I found an article by Mark Oxley, not a peer reviewed one, which raises serious questions of the article [13]:
Oxley mentions many relevant issues why [13] is not a proof of the validity of the radiocarbon tests of 1988. I had to read [13] myself. It seems to be like this. They had a 0.5*1 cm piece of Turin Shroud that was for some reason saved in 1988, though nobody knew that they were saving it. But there is reason that they did save the piece, and apparently they also saved another piece that nobody knows where that is. For the article [13] the researchers pulled 12 linen fibers from this sample. The sample should have about 600 fibers, so they looked at 2%. They did not find any coating by Madder rood dye, which Raymond Rogers had earlier found and what is strong supporting evidence that there was mending in this part of the shroud. The authors of [13] explain that linen fibers do not easily get dyed by Madder root, which well explains why they found no such dye. Actually Rogers had found this dye from cotton fibers in the shroud. The authors of [13] admit that theis sample had some cotton fibers, but as they did not look at the cotton fibers for Madder root dye, so they naturally did not find any. Besides, as the dye is water soluble, it would very probably have been removed from the sample that [13] used. Thus, they could not find any dye as there very likely was not any dye in the fibers that they looked at. The final conclusion in [13] is that they did not find any evidence to doubt the dating done in 1988. Surely there is some circular reasoning here.
So, that’s about it of this topic. No progress here. But the miserable state of science in the USA seems to be more convincingly demonstrated. The problem is not the so called crackpot conspiracy theoreticians.

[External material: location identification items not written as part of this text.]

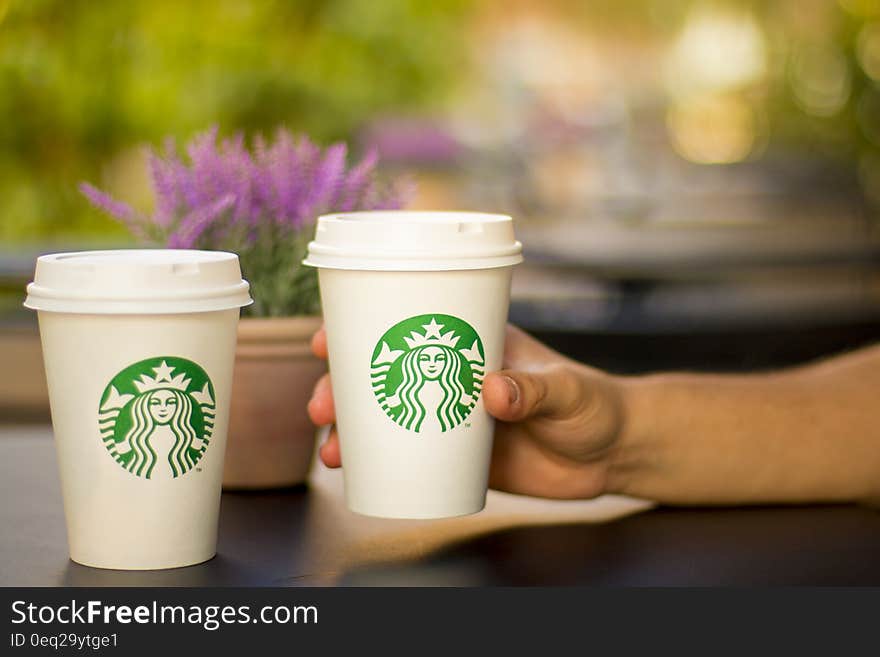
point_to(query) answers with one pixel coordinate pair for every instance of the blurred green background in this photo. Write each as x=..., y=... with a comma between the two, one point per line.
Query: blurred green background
x=85, y=82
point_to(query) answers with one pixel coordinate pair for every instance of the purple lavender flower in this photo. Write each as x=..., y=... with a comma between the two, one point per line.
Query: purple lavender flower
x=287, y=182
x=260, y=203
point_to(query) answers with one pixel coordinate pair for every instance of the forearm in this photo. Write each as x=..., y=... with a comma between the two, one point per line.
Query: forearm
x=804, y=435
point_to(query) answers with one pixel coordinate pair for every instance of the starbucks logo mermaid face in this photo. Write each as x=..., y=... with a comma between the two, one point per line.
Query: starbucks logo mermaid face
x=427, y=372
x=156, y=417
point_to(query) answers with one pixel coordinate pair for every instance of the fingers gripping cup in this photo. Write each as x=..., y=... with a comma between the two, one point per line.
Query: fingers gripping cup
x=139, y=347
x=415, y=307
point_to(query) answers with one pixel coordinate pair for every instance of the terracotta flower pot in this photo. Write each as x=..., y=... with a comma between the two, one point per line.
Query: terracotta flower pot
x=271, y=440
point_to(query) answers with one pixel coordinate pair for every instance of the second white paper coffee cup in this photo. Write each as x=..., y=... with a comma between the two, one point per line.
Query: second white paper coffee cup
x=415, y=307
x=139, y=349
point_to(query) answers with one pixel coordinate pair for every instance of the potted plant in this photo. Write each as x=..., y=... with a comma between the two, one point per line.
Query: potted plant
x=260, y=203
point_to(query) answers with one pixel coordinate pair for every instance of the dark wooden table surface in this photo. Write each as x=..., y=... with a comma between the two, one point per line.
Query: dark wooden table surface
x=305, y=536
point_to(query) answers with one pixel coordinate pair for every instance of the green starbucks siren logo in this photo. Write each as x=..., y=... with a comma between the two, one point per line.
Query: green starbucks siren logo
x=156, y=417
x=427, y=371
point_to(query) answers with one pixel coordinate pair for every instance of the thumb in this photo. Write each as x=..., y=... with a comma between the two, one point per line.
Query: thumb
x=513, y=395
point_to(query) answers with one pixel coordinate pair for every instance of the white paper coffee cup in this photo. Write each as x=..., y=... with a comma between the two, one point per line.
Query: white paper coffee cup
x=415, y=306
x=139, y=348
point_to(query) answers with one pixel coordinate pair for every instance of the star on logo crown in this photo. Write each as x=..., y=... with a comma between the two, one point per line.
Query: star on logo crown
x=163, y=379
x=432, y=336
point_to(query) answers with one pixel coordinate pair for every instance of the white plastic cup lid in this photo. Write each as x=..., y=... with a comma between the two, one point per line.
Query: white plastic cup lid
x=138, y=282
x=395, y=240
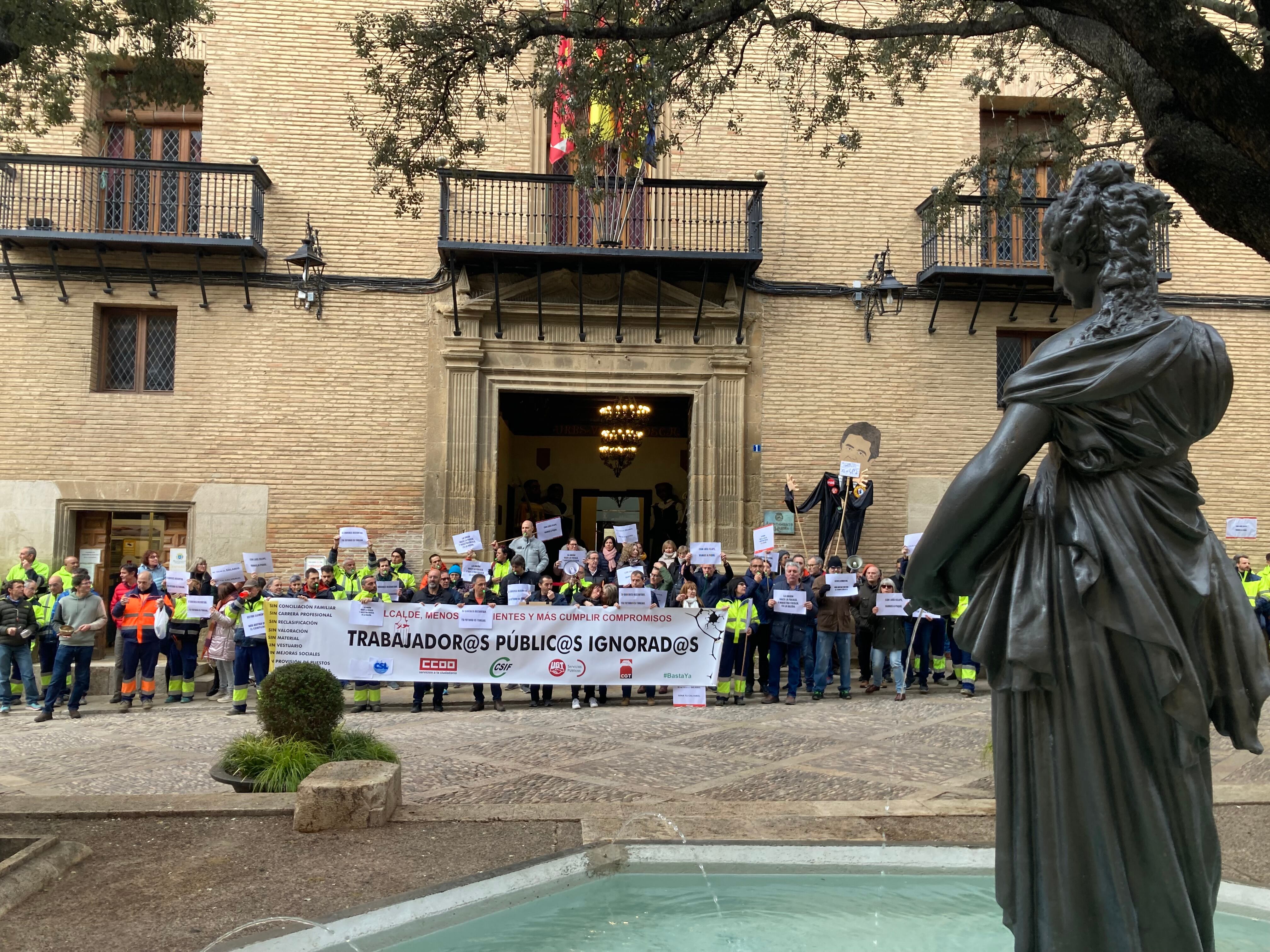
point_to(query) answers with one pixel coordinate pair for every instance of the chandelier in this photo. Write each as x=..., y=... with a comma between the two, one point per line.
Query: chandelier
x=628, y=414
x=619, y=449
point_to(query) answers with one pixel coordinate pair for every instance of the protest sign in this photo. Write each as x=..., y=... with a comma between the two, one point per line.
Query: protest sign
x=477, y=617
x=636, y=597
x=790, y=601
x=233, y=572
x=892, y=604
x=531, y=645
x=472, y=569
x=765, y=539
x=707, y=552
x=258, y=563
x=200, y=606
x=353, y=537
x=370, y=614
x=841, y=584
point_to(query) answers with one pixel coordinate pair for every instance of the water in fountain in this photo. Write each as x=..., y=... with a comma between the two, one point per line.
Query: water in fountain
x=683, y=840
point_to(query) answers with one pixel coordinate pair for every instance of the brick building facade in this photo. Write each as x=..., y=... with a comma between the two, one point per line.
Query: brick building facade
x=276, y=427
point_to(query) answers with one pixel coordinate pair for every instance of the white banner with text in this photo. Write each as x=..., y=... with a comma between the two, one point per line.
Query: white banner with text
x=523, y=645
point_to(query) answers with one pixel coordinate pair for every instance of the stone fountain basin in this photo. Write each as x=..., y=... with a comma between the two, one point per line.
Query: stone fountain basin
x=404, y=921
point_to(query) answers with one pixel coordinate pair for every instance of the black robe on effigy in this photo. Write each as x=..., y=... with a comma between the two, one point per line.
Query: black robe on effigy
x=828, y=496
x=1114, y=630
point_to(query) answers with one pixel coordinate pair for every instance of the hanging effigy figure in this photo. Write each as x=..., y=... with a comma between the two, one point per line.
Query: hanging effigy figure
x=1110, y=621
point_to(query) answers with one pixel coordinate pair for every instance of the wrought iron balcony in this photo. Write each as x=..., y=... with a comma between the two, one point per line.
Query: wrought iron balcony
x=686, y=228
x=981, y=248
x=60, y=201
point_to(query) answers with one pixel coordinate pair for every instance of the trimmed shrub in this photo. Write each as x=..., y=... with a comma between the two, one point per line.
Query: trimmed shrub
x=303, y=701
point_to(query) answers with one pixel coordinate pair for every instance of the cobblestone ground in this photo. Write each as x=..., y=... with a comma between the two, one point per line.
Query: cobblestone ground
x=869, y=748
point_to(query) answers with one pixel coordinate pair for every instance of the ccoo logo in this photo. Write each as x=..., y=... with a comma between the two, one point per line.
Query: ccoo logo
x=500, y=667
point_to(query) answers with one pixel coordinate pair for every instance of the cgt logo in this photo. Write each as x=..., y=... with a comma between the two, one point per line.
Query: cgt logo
x=501, y=667
x=439, y=664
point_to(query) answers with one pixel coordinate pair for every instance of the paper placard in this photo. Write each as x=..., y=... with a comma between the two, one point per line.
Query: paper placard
x=841, y=584
x=228, y=573
x=892, y=604
x=473, y=568
x=1239, y=527
x=258, y=563
x=253, y=624
x=369, y=614
x=765, y=539
x=636, y=597
x=353, y=537
x=468, y=541
x=689, y=697
x=707, y=552
x=790, y=601
x=477, y=617
x=199, y=606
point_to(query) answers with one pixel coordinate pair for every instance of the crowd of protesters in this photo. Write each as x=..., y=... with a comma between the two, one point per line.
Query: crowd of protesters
x=54, y=620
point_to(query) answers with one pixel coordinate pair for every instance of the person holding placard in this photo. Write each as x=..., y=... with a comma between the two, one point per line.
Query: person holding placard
x=251, y=654
x=888, y=644
x=835, y=630
x=78, y=619
x=183, y=648
x=432, y=593
x=136, y=615
x=531, y=550
x=788, y=634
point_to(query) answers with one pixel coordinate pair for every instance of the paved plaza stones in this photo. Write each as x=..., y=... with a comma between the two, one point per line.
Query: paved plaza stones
x=930, y=748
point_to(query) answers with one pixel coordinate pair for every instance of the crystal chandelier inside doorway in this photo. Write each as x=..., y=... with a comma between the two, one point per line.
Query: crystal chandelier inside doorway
x=623, y=434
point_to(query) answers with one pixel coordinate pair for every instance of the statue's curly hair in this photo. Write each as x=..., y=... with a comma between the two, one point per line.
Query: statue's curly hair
x=1109, y=216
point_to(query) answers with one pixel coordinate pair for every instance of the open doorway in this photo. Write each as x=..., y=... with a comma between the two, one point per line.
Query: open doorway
x=549, y=465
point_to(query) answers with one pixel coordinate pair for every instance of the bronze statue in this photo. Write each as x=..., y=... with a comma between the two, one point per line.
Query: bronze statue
x=1110, y=621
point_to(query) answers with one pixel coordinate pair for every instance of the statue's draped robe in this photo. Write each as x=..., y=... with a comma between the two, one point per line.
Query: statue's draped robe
x=1114, y=630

It is the lying skeptics and false debunkers pretending to represent science while having an ideological agenda.
2 Comments
I was wondering if steven d schafersman has updated his article and if so can you comment on if it gives a convincing argument
From the web by a quick search I, the latest arguments by Steven D. Schafersman is from 2013, so ten years ago.
But if you know a newer paper and it is for free and you can give me a pointer, I will read and comment it.